The company believes that a good corporate governance structure would not only encourage value creation but also provide accountability and control systems commensurate with the risks involved.

The foundation of M/s. Abirami Financial services (India) Limited has been built on high standards of integrity, fair business practices, efficient, safe and trusted financial policies. The Board of directors had adopted a code of conduct (the Code) for the Directors and members of Senior Management of M/s. Abirami Financial services (India) Limited to further strengthen the business policies of the company with highest level of transparency, accountability and equity, in all facets of its operations and in all its interactions with its stakeholders including shareholders, the government, lenders and employees.

  1. The Directors and Members of Senior Management Act shall act honestly, in good faith and in the best interests of the company as a whole.

  2. The Directors and Members of Senior Management shall be independent in Judgment, use due care and diligence in performing their duties, in exercising their powers, and take all reasonable steps in regard to achieving the decisions of the Board of the company.

  3. The Directors/ Senior Management shall not allow personal interests to conflict with the interest of M/s. Abirami Financial Services (India) Limited.

  4. The Directors/Senior Management shall adhere to all applicable laws, rules and regulations both in letter and in spirit. They should extend full co-operation to regulatory authorities and disclose information as may be required.

  5. The Directors/Senior Management shall report/disclose annually their relationships with other entities.

  6. The Directors/Senior Management shall not make any promises or commitments that the company does not intend or would not be able to honour. They shall not engage directly or indirectly in any act, dealings or conduct likely to bring discredit to the company.

  7. The Directors/Senior Management shall as far as practicable protect the company’s assets from loss, damage, misuse or theft and ensure that the assets are used only for business purposes and other purposes specifically approved by the Management and must never be used for unauthorized purposes.

  8. The Directors/Senior Management shall ensure that all confidential information available to them by virtue of the office they hold is never directly or indirectly released to any person or entity/ or made public or otherwise to any media unless specifically authorized.

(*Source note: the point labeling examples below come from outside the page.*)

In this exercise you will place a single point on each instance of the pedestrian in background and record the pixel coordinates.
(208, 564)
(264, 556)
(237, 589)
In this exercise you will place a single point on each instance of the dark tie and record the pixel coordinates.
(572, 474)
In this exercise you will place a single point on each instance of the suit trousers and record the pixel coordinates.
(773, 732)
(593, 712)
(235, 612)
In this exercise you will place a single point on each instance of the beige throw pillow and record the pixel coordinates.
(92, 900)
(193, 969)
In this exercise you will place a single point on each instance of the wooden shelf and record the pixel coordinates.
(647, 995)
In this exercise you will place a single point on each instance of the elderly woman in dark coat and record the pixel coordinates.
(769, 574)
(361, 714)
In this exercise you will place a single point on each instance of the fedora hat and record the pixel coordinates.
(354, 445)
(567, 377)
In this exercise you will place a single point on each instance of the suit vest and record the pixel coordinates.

  9. The Directors/Senior Management shall not accept, receive directly or indirectly any donation, remuneration, and illegal payments for any business favours or decision for the conduct of business.

Having regard to the business practices, or the legal and regulatory framework applicable, the Board will review, revise or update the Code of Conduct, as it deems appropriate. Any change or amendment to the Code shall be made only with the approval of the Board.

Every Director and Member of Senior Management of the Company will be required to certify compliance with the Code within 15 days of the close of the financial year of the company.